As a student in Denmark, the line between school and private life can seem a little blurry. You have a lot of freedom, but you are also responsible for your own academic learning. Many students have few class hours, and many courses don’t have mandatory attendance. If you fall behind in a class you might not face any consequences before the exam comes around at the end of the course and you could risk failing.
Danish society puts a high emphasize on a healthy work/life balance. Professors don’t expect students to devote their every waking hour to studying, but rather see that students also spend time developing hobbies, social relations, staying healthy and involve in organizations and thereby becoming well-rounded scholars, who can also relate the theories they learn to the world around them.

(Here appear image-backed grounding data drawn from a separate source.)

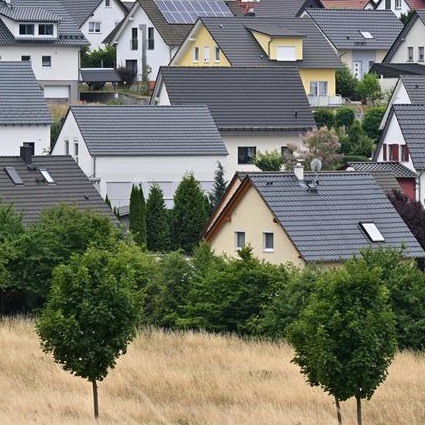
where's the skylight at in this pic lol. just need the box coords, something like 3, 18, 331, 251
39, 169, 55, 184
4, 167, 23, 185
359, 222, 385, 242
360, 31, 373, 39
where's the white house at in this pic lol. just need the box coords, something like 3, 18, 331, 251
51, 105, 228, 208
0, 61, 51, 156
374, 0, 425, 18
60, 0, 128, 51
0, 0, 88, 103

That being said, professors expect you to be serious about your studies, to be well-prepared, and to actively participate in classes.
Structuring Your Days
For many students, Danish as well as international, structuring your day and week is one of the biggest challenges about being a university student. There are many techniques and systems you can make use of, but the most important thing is that you find out what works for you.
One of the biggest issues reported by students is that they always feel like they should be studying when they are doing more fun things. To avoid this trap of constant guilt it might be helpful to think of your study as a full-time job.
Plan specific times of the day where you are “at work” to do study assignments and when that time is up you can relax and enjoy your leisure time without feeling guilty.
It can be useful to draw up a calendar of your week, putting in lectures, work, leisure activities, social commitments and when you plan to study. This way you can make sure you keep up with your studies while also setting aside time for other activities.
Here are some things you might want to consider when thinking about how to structure your days:
- Do you prefer a tight weekly schedule or a more flexible plan? Find out what works best for you by trying out a system for a few weeks and then adjust.
- What is the best way to structure you daily life so that you have an overview of both the whole semester and any given week? And how will you plan your exam periods?
- Be more detailed in planning times of peak work load.
- Are to-do lists a good tool for you? You can prioritize tasks by making a list of all the jobs taking up space in your brain. You can separate the list into categories of urgent, what needs to be done the coming week and what needs to be done, but has no set deadline. Some people benefit greatly from keeping a to-do list, while it becomes a source of stress to others. Find out what works best for you.
- How can you set realistic goals and be realistic about your time? Remember to also plan for breaks and put a buffer so you also have time to deal with unexpected issues.
- Match your expectations accordingly – it is advisable, for instance, when studying for exams to start the day with an outline of what you want to get done and finish the day of reflecting on what you got done.
- To remove distractions when you are studying for exams – there are ways to enhance your concentration and efficiency, and to minimize the temptation to procrastinate. Turn off you phone or put it on silent, turn off the tv and music, log out of social media. There are limits to how much the brain can comprehend at once – especially when we need to acquire knowledge or concentrate deeply.
If you need to talk to someone about how to best structure your daily studies, contact your local student guidance counselor. Some universities also offer courses or resources about study techniques that can make your time spent studying more effective.